Member of the Legislative Assembly of New Brunswick for Saint John County
- In office 1821–1846; 1850–1851; 1856–1857;

Personal details
- Born: August 22, 1783 Portland, New Brunswick
- Died: April 12, 1859 (aged 75) Saint John, New Brunswick
- Relations: James Simonds (father); Richard Simonds (brother);

= Charles Simonds =

Canadian politician

Charles Simonds (August 22, 1783 - April 12, 1859) was a merchant and political figure in the pre-Confederation Province of New Brunswick, Canada. He represented Saint John County in the Legislative Assembly of New Brunswick from 1821 to 1846, from 1850 to 1851 and from 1856 to 1857.
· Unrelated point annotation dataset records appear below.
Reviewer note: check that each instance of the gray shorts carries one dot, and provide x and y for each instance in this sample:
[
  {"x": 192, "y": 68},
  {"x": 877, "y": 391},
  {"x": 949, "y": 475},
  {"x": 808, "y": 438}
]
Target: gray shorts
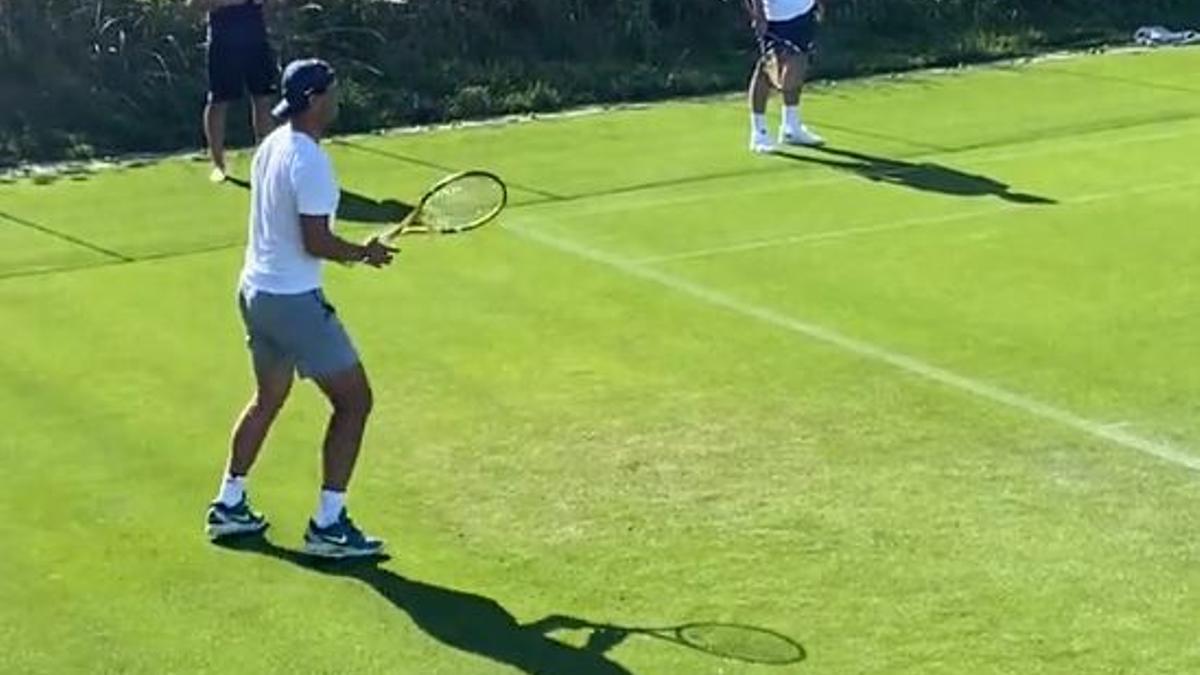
[{"x": 300, "y": 332}]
He was born in Portland (later Saint John, New Brunswick), the son of James Simonds and Hannah Peabody, and educated there. Simonds joined his father's business, later taking over the management of its activities at Portland. In 1817, he married Catharine Mary Longmuir. In 1820, he became one of the first directors of the Bank of New Brunswick and, in 1824, he became its president. He married Lucy Anne Clopper, the sister of Henry George Clopper, in 1824 after the death of his first wife. Simonds also became involved with the Commercial Bank of New Brunswick and the Saint John Fire Insurance Company. He served as a member of the first council for King's College (later the University of New Brunswick). However, later Simonds became critical of the college. He was speaker for the legislative assembly from 1829 to 1831, succeeding his brother Richard. Simonds later served again as speaker from 1835 to 1841, in 1851 and from 1856 to 1857. He also was a member of the Executive Council and of the Legislative Council of New Brunswick. Simonds also served as a justice of the peace. He died in Saint John at the age of 75.